Using R with Excel

Quite often that I get a dataset sent to me in an Excel format, that I want to use R to perform additional analysis afterward.  My solution is always exporting the excel file to CSV format (to ease some of the problem with missing cell value). I recently discovered a new solution to bypass this step and read-in the data from Excel to R directly.

With the help of “RODBC” package, reading the data from excel spreadsheet seems quite simple. I believe, though, that this is still limited to “xls” file format, and not the newer “xlsx” file format.

1. You need to establish a connection channel between R and your data base file “DBF”

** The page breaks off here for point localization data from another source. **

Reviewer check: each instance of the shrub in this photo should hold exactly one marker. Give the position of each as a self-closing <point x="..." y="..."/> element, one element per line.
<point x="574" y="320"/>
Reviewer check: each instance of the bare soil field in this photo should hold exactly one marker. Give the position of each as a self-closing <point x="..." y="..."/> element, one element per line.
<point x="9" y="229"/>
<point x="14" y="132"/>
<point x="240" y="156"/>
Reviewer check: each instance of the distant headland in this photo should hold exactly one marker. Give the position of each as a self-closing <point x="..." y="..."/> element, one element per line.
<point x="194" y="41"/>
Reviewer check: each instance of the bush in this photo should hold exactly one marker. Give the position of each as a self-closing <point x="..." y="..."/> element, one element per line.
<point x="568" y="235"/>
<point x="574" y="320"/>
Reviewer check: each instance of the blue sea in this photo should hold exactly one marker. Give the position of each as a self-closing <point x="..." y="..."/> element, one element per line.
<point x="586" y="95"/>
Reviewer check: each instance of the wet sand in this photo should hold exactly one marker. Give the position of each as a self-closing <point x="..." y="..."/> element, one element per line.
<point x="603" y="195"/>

> ch <- odbcConnectExcel("datafile.xls")

If you are using the windows GUI for R, you can ask for a dialog box to enter the file directly using

> ch <- odbcConnectExcel()

2. You can then view the spreadsheets within the file using

> sqlTables(ch)

3. To fetch the data into R bypassing “read.table”

> excelData <- sqlFetch(ch,"spreadsheet", ## avoid string2factor conversion

> excelData_withspace <- sqlFetch(ch,'spreadsheet name$' ) ## notice the additional $ sign and single quote

If the spreadsheet name contains a space, you will need to enclose the name within a single quote.

4. Once you finish working on the spreadsheet, you should close the connection.

> close(ch)